Developers can also tap the company’s GroqCloud API, which turns the LPU into something that feels more like infrastructure-as-a-service than a chip sale. Groq does not pretend to be NVIDIA or AMD. Its pitch is simpler: if you want latency measured in microseconds rather than milliseconds, we have the machine for you.
10. Cerebras
Cerebras has always chased size as a virtue. It revealed the Wafer-Scale Engine 3, the largest chip ever produced, carrying four trillion transistors across 900,000 cores. The design choice is extreme but deliberate. Instead of chopping a wafer into hundreds of dies, Cerebras keeps it whole, creating a slab of silicon that can hold entire models without splitting them across chips.
That approach now powers Condor Galaxy, a distributed AI supercomputer built with G42. The third system, CG-3, pushed the network to 16 exaFLOPs of capacity.
Where NVIDIA scales through clusters of GPUs, Cerebras bets on monolithic silicon and specialized supercomputers. It is a narrower bet in market reach, but one that delivers extraordinary throughput for organizations willing to run their workloads on a machine that feels closer to a single engine than a sprawling cluster.
11. Apple
Apple might be late to the game compared to other chip companies here. But lagging behind everyone else has never stopped Apple from innovating new technologies — or markets.

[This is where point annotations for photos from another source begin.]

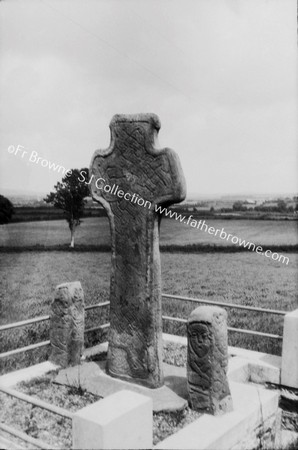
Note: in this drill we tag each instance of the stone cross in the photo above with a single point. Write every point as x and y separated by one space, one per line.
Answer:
207 360
130 179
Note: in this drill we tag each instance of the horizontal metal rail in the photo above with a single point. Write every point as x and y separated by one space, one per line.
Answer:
24 437
227 305
24 349
98 305
22 323
238 330
100 327
36 402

In October, 2025, Apple officially announced its new silicon, the Apple M5. Built on a 3-nm process, it boasts a significant jump in AI performance, up to around 4x peak GPU compute for AI tasks compared to M4. The M5 features a 10-core GPU — with Neural Accelerators embedded in each core — and enhanced unified memory bandwidth (around 153 GB/s) to better handle on-device AI workloads.

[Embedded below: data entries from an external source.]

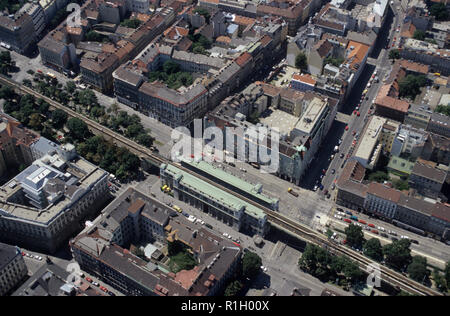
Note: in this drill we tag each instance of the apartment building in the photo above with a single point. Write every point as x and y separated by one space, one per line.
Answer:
424 214
300 137
418 116
409 140
36 13
219 204
381 200
47 202
12 268
439 124
97 70
102 250
427 180
18 31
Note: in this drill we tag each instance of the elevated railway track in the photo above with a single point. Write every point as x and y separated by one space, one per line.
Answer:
297 229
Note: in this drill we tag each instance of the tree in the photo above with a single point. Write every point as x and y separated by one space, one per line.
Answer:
354 236
251 264
401 185
87 98
417 269
77 129
301 61
443 109
440 281
131 23
373 249
419 35
398 254
35 121
171 67
144 139
203 12
59 118
394 54
70 87
233 288
410 85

The M5 chip is already being used in new devices, such as the 14-inch MacBook Pro, the updated iPad Pro and the upgraded Vision Pro headset. According to Apple, this chip marks the “next big leap in AI for the Mac.”
Beyond devices, Apple is also building for on-device AI and cloud/edge. The tech company is reportedly developing specialized chips for servers and smart glasses (in addition to Macs) to support its Apple Intelligence platform. The company also indicated it is exploring generative AI / chip-design automation, using AI to help design the silicon itself.